Yesterday I smoked my last duty free cigarette. Not bad. I've been back about 12 days and for me to stretch 2 cartons over 12 days is evidence of remarkable restraint. Thus it was time to buy a carton at full price. Up I fronted at the local Stop'n'go.
You might remember this[^].
I had em trained! Odd pronunciation or not, they knew that when this old fart with long hair in a ponytail fronts up and says that string of strange sounding words he wants a particular brand of cigarette in carton form.
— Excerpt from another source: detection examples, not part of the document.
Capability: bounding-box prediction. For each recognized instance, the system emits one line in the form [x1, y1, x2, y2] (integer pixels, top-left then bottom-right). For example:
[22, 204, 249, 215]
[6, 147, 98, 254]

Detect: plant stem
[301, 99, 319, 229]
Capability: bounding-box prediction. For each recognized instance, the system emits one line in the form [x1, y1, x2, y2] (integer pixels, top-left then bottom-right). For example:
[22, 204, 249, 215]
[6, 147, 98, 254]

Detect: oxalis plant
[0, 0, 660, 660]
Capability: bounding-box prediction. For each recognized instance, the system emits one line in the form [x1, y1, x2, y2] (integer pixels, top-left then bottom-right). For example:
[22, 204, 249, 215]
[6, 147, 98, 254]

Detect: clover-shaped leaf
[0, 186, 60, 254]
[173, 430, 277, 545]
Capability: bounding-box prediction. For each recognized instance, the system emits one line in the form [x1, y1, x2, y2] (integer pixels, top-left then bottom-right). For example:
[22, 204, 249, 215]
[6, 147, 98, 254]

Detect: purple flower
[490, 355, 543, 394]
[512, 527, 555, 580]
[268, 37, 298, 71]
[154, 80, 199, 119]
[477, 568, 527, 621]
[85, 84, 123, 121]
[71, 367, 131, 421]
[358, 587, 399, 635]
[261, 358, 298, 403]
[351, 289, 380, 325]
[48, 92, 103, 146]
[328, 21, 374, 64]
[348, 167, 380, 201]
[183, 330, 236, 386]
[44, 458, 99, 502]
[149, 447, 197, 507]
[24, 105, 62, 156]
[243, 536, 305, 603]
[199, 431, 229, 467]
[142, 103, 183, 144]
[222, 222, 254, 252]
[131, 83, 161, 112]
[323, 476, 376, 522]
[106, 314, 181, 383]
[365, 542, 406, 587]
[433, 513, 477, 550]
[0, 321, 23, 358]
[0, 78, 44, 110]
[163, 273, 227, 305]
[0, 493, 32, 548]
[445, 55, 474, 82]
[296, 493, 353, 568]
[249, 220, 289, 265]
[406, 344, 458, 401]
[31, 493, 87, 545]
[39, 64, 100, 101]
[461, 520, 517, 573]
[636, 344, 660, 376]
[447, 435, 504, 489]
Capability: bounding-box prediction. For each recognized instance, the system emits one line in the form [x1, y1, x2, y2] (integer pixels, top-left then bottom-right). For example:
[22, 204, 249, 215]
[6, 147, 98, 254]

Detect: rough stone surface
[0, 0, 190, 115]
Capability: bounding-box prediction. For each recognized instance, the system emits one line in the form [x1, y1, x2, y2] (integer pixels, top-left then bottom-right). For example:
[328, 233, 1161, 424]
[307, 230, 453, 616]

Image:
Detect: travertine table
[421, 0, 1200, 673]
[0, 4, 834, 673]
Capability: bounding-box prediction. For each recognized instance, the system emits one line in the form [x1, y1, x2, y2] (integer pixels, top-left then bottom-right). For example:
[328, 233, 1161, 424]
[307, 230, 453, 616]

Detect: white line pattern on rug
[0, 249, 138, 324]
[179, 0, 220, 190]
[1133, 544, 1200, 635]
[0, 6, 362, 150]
As if in order to illustrate the perversity of the universe there was, of course, a new, untrained, face. I'm not about to start assuming that someone aged 17 and a bit is automatically stupid so I launched into the usual spiel. 'G'day mate. I want a carton of blah blah'. Blank look. Ok, non-assumption possibly voided. Let's try it somewhat slower. Still didn't work. A third try that probably made me sound like someone from off the planet trying to enunciate English and it's still not working. Not a spark of comprehension.
So I pointed at the cigarette rack! There they are. Basic Ultra Light 100's. And all I want is a carton of the buggers. And, of course, we went through the same pantomime. Pack vs carton.
I'm going to print on an A4 sheet of paper my cigarette requirements and play mute from now on. Of course I'm sure the first pass won't work; they'll still reach down a pack.